— Ты думаешь…
Клим вдруг испугался ее гнева, он плохо понимал, что она говорит, и хотел только одного: остановить поток ее слов, все более резких и бессвязных. Она уперлась пальцем в лоб его, заставила поднять голову и, глядя в глаза, спросила:
— Неужели ты серьезно думаешь, что я… что мы с Макаровым в таких отношениях? И не понимаешь, что я не хочу этого… что из-за этого он и стрелял в себя? Не понимаешь?
Клим чувствовал на коже лба своего острый толчок пальца девушки, и ему казалось, что впервые за всю свою жизнь он испытывает такое оскорбление. Говорила Лидия что-то глупенькое и детское, но вела себя, как взрослая, как дама. Он смотрел в ее серьезное лицо, в печальные глаза, ему хотелось сказать ей очень злые слова, но они не сползали с языка. Так, молча, он и ушел к себе, а там, чувствуя горькую сухость во рту и бессвязный шум злых слов в голове, встал у окна, глядя, как ветер обрывает листья с деревьев.
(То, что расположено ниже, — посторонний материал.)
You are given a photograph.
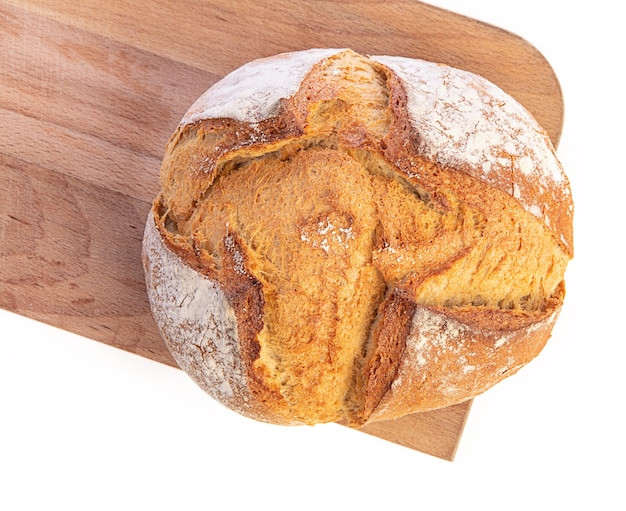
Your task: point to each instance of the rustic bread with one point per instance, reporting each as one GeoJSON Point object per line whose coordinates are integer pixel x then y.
{"type": "Point", "coordinates": [342, 238]}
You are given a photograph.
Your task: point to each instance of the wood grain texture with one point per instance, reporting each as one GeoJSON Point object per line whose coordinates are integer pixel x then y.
{"type": "Point", "coordinates": [91, 91]}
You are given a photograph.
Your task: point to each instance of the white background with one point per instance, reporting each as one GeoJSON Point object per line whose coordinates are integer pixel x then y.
{"type": "Point", "coordinates": [86, 426]}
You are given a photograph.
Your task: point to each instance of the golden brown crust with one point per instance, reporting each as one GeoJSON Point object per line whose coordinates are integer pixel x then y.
{"type": "Point", "coordinates": [372, 267]}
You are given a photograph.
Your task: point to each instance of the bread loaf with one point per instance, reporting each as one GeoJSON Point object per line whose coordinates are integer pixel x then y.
{"type": "Point", "coordinates": [350, 238]}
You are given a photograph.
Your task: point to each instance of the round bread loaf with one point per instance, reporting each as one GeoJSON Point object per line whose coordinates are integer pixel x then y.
{"type": "Point", "coordinates": [349, 238]}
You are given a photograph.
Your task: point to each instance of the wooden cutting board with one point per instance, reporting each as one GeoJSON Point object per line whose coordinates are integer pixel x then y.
{"type": "Point", "coordinates": [90, 92]}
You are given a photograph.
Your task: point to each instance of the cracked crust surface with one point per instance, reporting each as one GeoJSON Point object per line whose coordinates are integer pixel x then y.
{"type": "Point", "coordinates": [373, 237]}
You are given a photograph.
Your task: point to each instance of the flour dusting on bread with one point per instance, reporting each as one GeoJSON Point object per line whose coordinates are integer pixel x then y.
{"type": "Point", "coordinates": [344, 238]}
В стекле он видел отражение своего лица, и, хотя черты расплылись, оно все-таки напоминало сухое и важное лицо матери.
Со всей решимостью, на какую Клим был способен в этот момент, он спросил себя: что настоящее, невыдуманное в его чувствах к Лидии? Не без труда и не скоро он распутал тугой клубок этих чувств: тоскливое ощущение утраты чего-то очень важного, острое недовольство собою, желание отомстить Лидии за обиду, половое любопытство к ней и рядом со всем этим напряженное желание убедить девушку в его значительности, а за всем этим явилась уверенность, что в конце концов он любит Лидию настоящей любовью, именно той, о которой пишут стихами и прозой и в которой нет ничего мальчишеского, смешного, выдуманного.
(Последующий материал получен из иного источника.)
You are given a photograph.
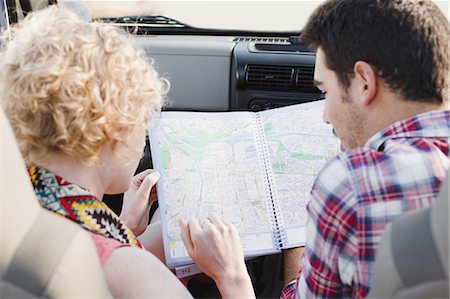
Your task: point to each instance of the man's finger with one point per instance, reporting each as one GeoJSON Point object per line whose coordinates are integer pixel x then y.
{"type": "Point", "coordinates": [195, 229]}
{"type": "Point", "coordinates": [215, 219]}
{"type": "Point", "coordinates": [150, 180]}
{"type": "Point", "coordinates": [186, 236]}
{"type": "Point", "coordinates": [138, 178]}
Он облегченно вздохнул, продолжая размышлять: если б Лидия любила Макарова, она, из чувства благодарности, должна бы изменить свое высокомерное отношение к человеку, который спас жизнь ее возлюбленного. Но он не слышал от нее ни слова благодарности. Это — странно. Сегодня она сказала нечто непонятное: Макаров стрелялся из страха пред любовью, так надо понять ее слова. Но вернее, что этот страх живет в самой Лидии. Клим быстро вспомнил ряд признаков, которые убедили его, что это так и есть: Лидия боится любви, она привила свой страх Макарову и поэтому виновна в том, что заставила человека покуситься на жизнь свою. Додуматься до этого было приятно; просмотрев еще раз ход своих мыслей, Клим поднял голову и даже усмехнулся, что он — крепкий человек и умеет преодолевать неприятности быстро.
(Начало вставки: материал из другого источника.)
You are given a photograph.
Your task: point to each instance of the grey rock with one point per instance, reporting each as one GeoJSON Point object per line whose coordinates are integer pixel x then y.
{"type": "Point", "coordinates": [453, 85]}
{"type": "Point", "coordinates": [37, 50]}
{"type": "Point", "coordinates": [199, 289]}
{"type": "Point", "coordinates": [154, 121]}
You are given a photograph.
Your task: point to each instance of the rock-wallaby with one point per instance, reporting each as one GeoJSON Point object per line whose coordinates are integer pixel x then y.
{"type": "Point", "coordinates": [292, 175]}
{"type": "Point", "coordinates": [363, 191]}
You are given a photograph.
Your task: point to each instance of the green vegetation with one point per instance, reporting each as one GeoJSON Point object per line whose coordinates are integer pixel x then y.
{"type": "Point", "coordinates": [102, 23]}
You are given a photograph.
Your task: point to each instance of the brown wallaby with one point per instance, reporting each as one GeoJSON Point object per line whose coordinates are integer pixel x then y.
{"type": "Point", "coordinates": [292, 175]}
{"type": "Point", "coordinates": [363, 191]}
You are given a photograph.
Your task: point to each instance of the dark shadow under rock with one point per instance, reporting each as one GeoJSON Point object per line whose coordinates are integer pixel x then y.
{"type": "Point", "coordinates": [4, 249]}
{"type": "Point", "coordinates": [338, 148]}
Он решил держаться с Лидией великодушно, как наиболее редкие и благородные герои романов, те, которые, любя, прощают все. Уже второй раз приходилось ему становиться в эту позицию. Но на этот раз он скоро понял, что такая роль делает его еще менее заметным в глазах Лидии. Рассматривая себя в зеркале, он видел, что лирическая, грустная мина делает его лицо незначительным. Он вообще был недоволен своим лицом, находя черты его мелкими, не отражающими всю сложность его души. Близорукость заставляла его щуриться, зрачки, сквозь стекла очков, казались неприятно расширенными. Не нравился нос, прямой и сухонький, он был недостаточно велик, губы — тонки, подбородок — излишне остр, усы росли двумя светлыми кустиками только на углах губ. Когда он хмурился, сдвигал негустые брови, лицо становилось интересней и умней. От лирической мины пришлось отказаться.
Он стал читать Лермонтова, крепкая горечь этих стихов казалась ему полезной, он все чаще цитировал наиболее едкие строки мрачного поэта.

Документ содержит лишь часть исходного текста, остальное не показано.